Recall the ODE initial value problem,

\[ \begin{align} \frac{\mathrm{d}}{\mathrm{d}t}\pmb{x}: = \pmb{f}(t, \pmb{x}), & & \pmb{x}(0):= \pmb{x}_0. \end{align} \]
As noted before, the Euler scheme arises from the first-order Taylor expansion of the initial value problem

\[ \begin{align} \hat{\pmb{x}}(t_{i+1}) := \hat{\pmb{x}}(t_{i}) + \pmb{f}(t_i, \hat{\pmb{x}}(t_i)) h. \end{align} \]
It is reasonable thus to consider taking a higher-order Taylor expansion to get a better approximation of the integral – for simplicity, let's consider the case where \( \pmb{f} \) doesn't depend on time \( t \).
This is what is known as an autonomous dynamical model – for an exact solution we expand at second order as

\[ \begin{align} \pmb{x}(t_{i+1}) &= \pmb{x}(t_i) + \frac{\mathrm{d}}{\mathrm{d}t}|_{t_i} \pmb{x} h + \frac{1}{2} \frac{\mathrm{d}^2}{\mathrm{d}t^2}|_{t_i} \pmb{x} h^2 + \mathcal{O}\left(h^3\right)\\ &= \pmb{x}(t_i) + \pmb{f}(\pmb{x}(t_i)) h + \frac{1}{2} \frac{\mathrm{d}}{\mathrm{d}t}|_{t_i} \pmb{f}(\pmb{x}(t))h^2 + \mathcal{O}\left(h^3\right)\\ &=\pmb{x}(t_i) + \pmb{f}(\pmb{x}(t_i)) h + \frac{1}{2} \left(\nabla_{\pmb{x}} \pmb{f}(\pmb{x}(t_t))\right)\pmb{f}(\pmb{x}(t_i))h^2 + \mathcal{O}\left(h^3\right) \end{align} \]
where the final line is obtained using the multivariate chain rule, differentiating with respect to \( t \) and thus implicitly with respect to \( \nabla_{\pmb{x}} \).

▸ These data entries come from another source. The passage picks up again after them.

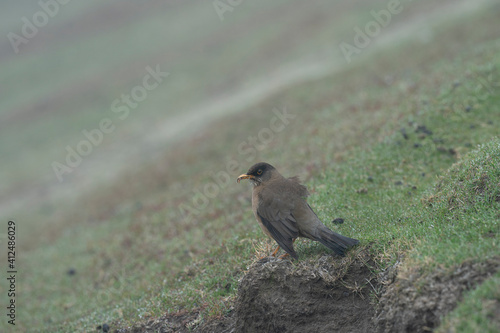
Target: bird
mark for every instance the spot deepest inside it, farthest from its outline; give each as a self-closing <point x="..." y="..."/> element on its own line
<point x="280" y="207"/>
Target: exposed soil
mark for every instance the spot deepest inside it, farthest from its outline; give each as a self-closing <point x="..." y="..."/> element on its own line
<point x="334" y="294"/>
<point x="417" y="302"/>
<point x="331" y="294"/>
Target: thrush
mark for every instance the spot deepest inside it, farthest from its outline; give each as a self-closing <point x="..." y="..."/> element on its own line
<point x="279" y="205"/>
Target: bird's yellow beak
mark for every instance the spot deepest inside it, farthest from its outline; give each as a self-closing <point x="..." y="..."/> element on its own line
<point x="244" y="176"/>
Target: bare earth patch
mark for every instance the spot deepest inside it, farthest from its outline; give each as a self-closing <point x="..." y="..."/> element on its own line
<point x="416" y="303"/>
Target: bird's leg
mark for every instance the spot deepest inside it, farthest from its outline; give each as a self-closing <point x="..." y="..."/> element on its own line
<point x="275" y="251"/>
<point x="286" y="254"/>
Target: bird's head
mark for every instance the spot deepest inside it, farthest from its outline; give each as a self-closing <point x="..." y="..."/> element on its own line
<point x="259" y="173"/>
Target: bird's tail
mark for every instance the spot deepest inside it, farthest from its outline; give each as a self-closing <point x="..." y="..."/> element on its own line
<point x="337" y="243"/>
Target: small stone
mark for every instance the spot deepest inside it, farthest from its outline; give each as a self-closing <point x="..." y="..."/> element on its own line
<point x="338" y="220"/>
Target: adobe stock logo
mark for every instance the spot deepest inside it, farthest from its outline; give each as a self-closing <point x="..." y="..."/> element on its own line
<point x="372" y="29"/>
<point x="30" y="28"/>
<point x="223" y="6"/>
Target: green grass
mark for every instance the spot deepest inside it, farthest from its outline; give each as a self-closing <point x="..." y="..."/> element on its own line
<point x="137" y="256"/>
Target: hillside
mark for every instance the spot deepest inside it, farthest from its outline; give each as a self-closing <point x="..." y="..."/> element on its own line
<point x="153" y="230"/>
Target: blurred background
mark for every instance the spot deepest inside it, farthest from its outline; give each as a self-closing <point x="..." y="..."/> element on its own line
<point x="105" y="109"/>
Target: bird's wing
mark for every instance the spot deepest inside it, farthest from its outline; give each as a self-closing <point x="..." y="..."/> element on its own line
<point x="276" y="215"/>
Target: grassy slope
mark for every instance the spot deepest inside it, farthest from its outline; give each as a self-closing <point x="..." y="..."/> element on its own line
<point x="130" y="265"/>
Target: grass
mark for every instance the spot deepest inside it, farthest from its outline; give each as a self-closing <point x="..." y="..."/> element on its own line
<point x="137" y="256"/>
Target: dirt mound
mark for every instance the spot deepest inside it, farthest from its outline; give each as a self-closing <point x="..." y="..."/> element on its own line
<point x="281" y="296"/>
<point x="334" y="294"/>
<point x="416" y="303"/>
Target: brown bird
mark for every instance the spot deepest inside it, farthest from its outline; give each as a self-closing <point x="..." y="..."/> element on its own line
<point x="280" y="207"/>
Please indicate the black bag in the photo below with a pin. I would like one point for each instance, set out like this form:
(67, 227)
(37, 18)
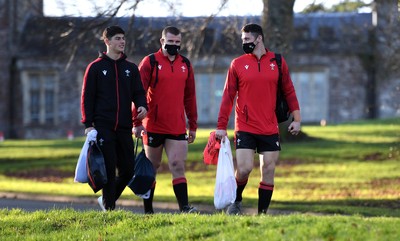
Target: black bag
(96, 168)
(144, 175)
(282, 109)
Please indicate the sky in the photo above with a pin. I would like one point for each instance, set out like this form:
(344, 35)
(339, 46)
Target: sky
(153, 8)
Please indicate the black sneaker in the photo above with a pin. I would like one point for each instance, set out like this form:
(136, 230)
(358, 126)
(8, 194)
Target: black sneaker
(189, 209)
(234, 208)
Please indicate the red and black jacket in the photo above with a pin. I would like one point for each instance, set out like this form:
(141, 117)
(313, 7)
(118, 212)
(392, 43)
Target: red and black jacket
(109, 88)
(255, 82)
(172, 99)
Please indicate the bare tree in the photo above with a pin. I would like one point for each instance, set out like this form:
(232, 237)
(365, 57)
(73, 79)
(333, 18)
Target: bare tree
(277, 20)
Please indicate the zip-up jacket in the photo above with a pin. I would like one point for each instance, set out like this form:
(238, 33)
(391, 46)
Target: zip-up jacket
(109, 88)
(172, 99)
(255, 83)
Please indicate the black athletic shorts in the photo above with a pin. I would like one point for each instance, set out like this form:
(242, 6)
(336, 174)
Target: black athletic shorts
(156, 139)
(260, 143)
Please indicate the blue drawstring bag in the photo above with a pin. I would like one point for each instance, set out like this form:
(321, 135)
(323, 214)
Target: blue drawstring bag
(96, 168)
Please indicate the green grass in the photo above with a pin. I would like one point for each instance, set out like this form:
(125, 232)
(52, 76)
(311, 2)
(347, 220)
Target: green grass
(121, 225)
(351, 168)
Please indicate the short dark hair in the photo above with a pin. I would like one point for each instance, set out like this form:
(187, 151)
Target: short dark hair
(109, 32)
(170, 29)
(254, 29)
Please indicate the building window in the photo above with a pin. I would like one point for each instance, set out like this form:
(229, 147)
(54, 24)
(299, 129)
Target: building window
(40, 98)
(312, 93)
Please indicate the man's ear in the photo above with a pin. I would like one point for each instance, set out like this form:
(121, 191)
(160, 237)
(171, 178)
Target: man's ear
(106, 41)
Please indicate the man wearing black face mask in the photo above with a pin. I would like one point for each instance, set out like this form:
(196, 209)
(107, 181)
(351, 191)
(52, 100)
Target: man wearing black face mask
(253, 77)
(171, 96)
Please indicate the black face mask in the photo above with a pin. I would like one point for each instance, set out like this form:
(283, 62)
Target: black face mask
(172, 49)
(248, 48)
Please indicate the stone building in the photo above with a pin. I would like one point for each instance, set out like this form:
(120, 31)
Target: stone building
(43, 60)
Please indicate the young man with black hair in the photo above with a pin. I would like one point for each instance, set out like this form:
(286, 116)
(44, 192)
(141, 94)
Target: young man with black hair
(110, 84)
(253, 78)
(171, 95)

The second-order Taylor Scheme for autonomous ODEs

Truncating the last expression at terms of second order, we obtain the second-order Taylor scheme for autonomous ODEs.

Second-order Taylor scheme for autonomous ODEs
Let \( \pmb{x}(t) \) satisfy the initial value problem where \( \pmb{f} \) is a function of \( \pmb{x} \) alone. The approxmation of this solution by the second-order Taylor scheme is defined recursively as \[ \begin{align} \hat{\pmb{x}}(t_{i+1}) := \hat{\pmb{x}}(t_{i}) + \pmb{f}(\hat{\pmb{x}}(t_i)) h +\frac{1}{2} \left(\nabla_{\pmb{x}_{t_i}}\pmb{f}(\pmb{x}(t_i)) \right)\pmb{f}(\pmb{x}(t_i)) h^2. \end{align} \] This scheme has an order \( 2.0 \) convergence to the true solution.

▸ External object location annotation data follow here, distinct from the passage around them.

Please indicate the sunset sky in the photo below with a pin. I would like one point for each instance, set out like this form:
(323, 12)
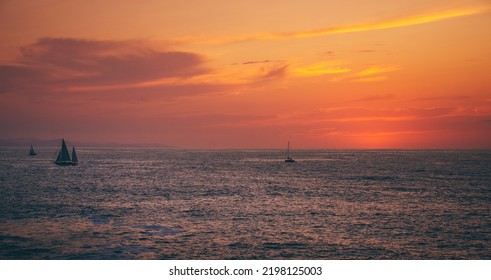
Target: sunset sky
(248, 74)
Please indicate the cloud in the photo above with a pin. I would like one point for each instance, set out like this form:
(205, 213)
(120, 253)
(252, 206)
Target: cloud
(415, 19)
(319, 69)
(57, 64)
(275, 72)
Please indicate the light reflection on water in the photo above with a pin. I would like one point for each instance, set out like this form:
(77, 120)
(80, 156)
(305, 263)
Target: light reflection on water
(168, 204)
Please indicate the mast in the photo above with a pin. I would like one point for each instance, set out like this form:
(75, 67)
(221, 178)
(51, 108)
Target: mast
(31, 151)
(288, 150)
(74, 156)
(63, 156)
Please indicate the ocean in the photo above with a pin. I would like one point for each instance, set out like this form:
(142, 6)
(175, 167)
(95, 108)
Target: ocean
(245, 204)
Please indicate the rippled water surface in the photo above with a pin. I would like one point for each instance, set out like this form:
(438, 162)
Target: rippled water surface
(193, 204)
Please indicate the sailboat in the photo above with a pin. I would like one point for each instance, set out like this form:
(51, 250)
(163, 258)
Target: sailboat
(32, 152)
(288, 158)
(63, 156)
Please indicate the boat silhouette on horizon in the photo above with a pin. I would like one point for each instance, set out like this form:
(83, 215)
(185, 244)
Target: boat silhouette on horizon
(63, 157)
(288, 157)
(32, 152)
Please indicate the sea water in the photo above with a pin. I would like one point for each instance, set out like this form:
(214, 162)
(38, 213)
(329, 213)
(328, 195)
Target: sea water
(245, 204)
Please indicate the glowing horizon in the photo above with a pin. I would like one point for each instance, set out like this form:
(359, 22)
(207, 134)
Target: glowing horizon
(400, 74)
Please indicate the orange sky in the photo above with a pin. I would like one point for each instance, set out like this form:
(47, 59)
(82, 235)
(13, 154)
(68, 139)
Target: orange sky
(248, 74)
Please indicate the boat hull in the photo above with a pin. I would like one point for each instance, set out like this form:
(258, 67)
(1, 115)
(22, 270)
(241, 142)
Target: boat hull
(65, 163)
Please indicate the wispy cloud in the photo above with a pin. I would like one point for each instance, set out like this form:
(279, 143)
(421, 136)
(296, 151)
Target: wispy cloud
(320, 69)
(409, 20)
(54, 65)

Once again, although the truncation error is at third order, propagation error from the approximate solution means that the total error is at second order.
This does make a significant improvement on the Euler scheme;
- however, the issue is that this approach becomes increasingly complicated when \( \pmb{f} \) is a function of time simultaneously, and the Jacobian itself may not be analytically solvable.
Furthermore, this approach is extremely difficult when one uses Itô-Taylor expansions, and needs to resolve higher-order stochastic integrals.

The four-stage Runge-Kutta scheme for ODEs

An alternative approach that is widely used is to evaluate \( \pmb{f}(t, \pmb{x}) \) at more points, while attempting to retain the accuracy of the higher-order Taylor approximation.
These methods are known as Runge-Kutta methods, taking a general form of

\[ \begin{align} \hat{\pmb{x}}(t_{i+1}) := \hat{\pmb{x}}(t_i) + h\pmb{g}(t_i, \pmb{x}(t_i), h), \end{align} \] where \( \pmb{g} \) above is constructed as a kind of “average slope” of the solution on the interval \( [t_i, t_{i+1}] \).
For methods of order 2, we generally choose

\[ \begin{align} \pmb{g}(t, \hat{\pmb{x}}, h):= b_1 \pmb{f}(t, \hat{\pmb{x}}) + b_2 \pmb{f}(t + \alpha h, \hat{\pmb{x}} + h \beta \pmb{f}(t, \hat{\pmb{x}})) \end{align} \]
The constant coefficients \( \{\alpha, \beta, b_1, b_2 \} \) are determined such that the truncation error

\[ \hat{\pmb{x}}(t_{i+1}) -\left[ \hat{\pmb{x}}(t_i) + h\pmb{g}(t_i, \hat{\pmb{x}}(t_i), h)\right] \equiv \mathcal{O}\left( h^3\right), \] by appropriately matching terms in the Taylor expansion.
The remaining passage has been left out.